8 Comments Add yours

  1. timethief says:

    Oh boy – do these ever look delicious. 🙂 Your photos are so good and I can’t wait to prod hubby in this direction. Of all the fruits berries are my favorites. I never thought of having them with lichees. But then I’ve never thought of dessert focaccia as we have always had the savory kind. Thanks for posting the eye candy and recipe too.


    1. Jean says:

      It’s yummers and absolutely easy. One could use pizza dough as a short cut. I like my dough that I make, because it’s softer (to me). I really do take a free-form, creative approach to making one each time. Each time it’s different. Wishing you this summer dessert one lovely evening! It makes a very different dish for guests also. It just has to be served warm at least. 🙂


  2. Hi Jean, only the other day I was thinking that no one ever makes bread with liquorice and I guess aniseed is pretty close in flavour to that, I have never tried making bread with fresh fruit, apart from apples, and I think this sounds amazingly luscious! I might have seen a version of this made with pine nuts and grapes, not sure. I have a berry allergic husband, so we don’t make a whole lot with berries, but ginger root and aniseed sound perfect. I might have to make it just for me! 😀


  3. Jean says:

    You would find it very easy since focaccia dough is pretty basic (but then all healthy breads are like that). Yes, the grape bread at the bakery had pine nuts also. Wonder if he would be allergic to fresh figs because I’ve tried it with peeled and cut fresh figs also. It is also wonderful with other spices.

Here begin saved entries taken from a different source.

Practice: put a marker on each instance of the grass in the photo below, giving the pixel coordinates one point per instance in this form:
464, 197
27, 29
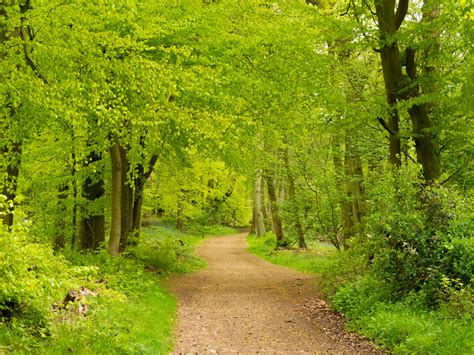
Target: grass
133, 314
401, 327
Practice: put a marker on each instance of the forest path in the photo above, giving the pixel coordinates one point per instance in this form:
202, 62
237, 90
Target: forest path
241, 303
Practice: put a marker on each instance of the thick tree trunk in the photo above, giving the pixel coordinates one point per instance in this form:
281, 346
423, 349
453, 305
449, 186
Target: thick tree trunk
355, 186
139, 183
258, 221
116, 194
277, 224
92, 223
389, 20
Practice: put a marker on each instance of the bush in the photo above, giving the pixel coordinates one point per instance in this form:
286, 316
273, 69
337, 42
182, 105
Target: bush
361, 296
32, 278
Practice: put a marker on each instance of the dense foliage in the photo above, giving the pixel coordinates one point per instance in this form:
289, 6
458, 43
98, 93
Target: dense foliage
346, 122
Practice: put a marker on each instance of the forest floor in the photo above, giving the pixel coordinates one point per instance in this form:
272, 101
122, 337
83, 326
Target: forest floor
241, 303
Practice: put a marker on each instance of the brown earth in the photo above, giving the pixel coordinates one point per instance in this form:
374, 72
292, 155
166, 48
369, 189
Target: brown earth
241, 303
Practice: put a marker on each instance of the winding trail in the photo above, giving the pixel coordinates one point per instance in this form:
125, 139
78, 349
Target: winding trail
241, 303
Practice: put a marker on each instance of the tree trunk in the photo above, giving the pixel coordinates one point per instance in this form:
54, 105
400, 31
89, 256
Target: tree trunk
11, 157
355, 187
139, 183
126, 201
92, 223
116, 194
61, 225
293, 203
344, 200
389, 21
277, 224
258, 222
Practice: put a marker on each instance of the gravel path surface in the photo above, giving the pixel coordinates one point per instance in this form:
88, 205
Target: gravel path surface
241, 303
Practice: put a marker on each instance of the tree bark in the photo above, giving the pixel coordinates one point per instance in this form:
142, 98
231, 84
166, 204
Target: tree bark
126, 201
295, 212
355, 186
258, 222
92, 222
116, 194
389, 21
139, 183
277, 224
345, 205
12, 159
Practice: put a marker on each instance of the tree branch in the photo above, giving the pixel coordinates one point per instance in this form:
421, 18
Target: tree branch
402, 10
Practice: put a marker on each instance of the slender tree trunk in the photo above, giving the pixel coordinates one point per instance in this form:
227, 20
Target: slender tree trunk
116, 194
126, 201
61, 227
295, 212
355, 186
344, 200
389, 21
12, 159
277, 224
139, 183
92, 223
74, 196
180, 218
258, 222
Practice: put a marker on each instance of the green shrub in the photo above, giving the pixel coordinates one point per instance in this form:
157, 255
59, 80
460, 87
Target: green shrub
361, 296
32, 278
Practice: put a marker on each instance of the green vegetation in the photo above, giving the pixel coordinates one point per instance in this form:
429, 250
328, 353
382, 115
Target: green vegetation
402, 326
344, 122
132, 312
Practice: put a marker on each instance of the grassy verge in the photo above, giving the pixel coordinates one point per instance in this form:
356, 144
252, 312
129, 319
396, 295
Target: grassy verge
402, 327
133, 312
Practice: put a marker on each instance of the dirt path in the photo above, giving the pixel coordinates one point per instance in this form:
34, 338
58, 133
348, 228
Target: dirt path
241, 303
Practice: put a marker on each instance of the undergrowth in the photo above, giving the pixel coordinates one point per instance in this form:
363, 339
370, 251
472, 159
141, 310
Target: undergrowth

    Many possibilities! Enjoy the gustatory explorations.


  4. ava says:

    My favorite fruits, berries(unfortunately this is not indigenous to the Philippines, I only get my doses on yogurt flavored berries) and lychee! This can’t go any wrong for me! Send me some Ms. Jean.!


    1. Jean says:

      Wish I could get fresh fruit past customs to you, Ava! Yes, blueberries and raspberries need just abit cooler weather. Here in Canada they are only grown and available for a few months. But we love it. And that includes blackberries which the natural “wild” ones are delicious. I love fresh lychees when I can get them from usually Asian stores. Although some of the big supermarket chains in larger Canadian cities do sell them for a limited time.


    1. Jean says:

      It’s easy to make if you get pre-made dough from the store.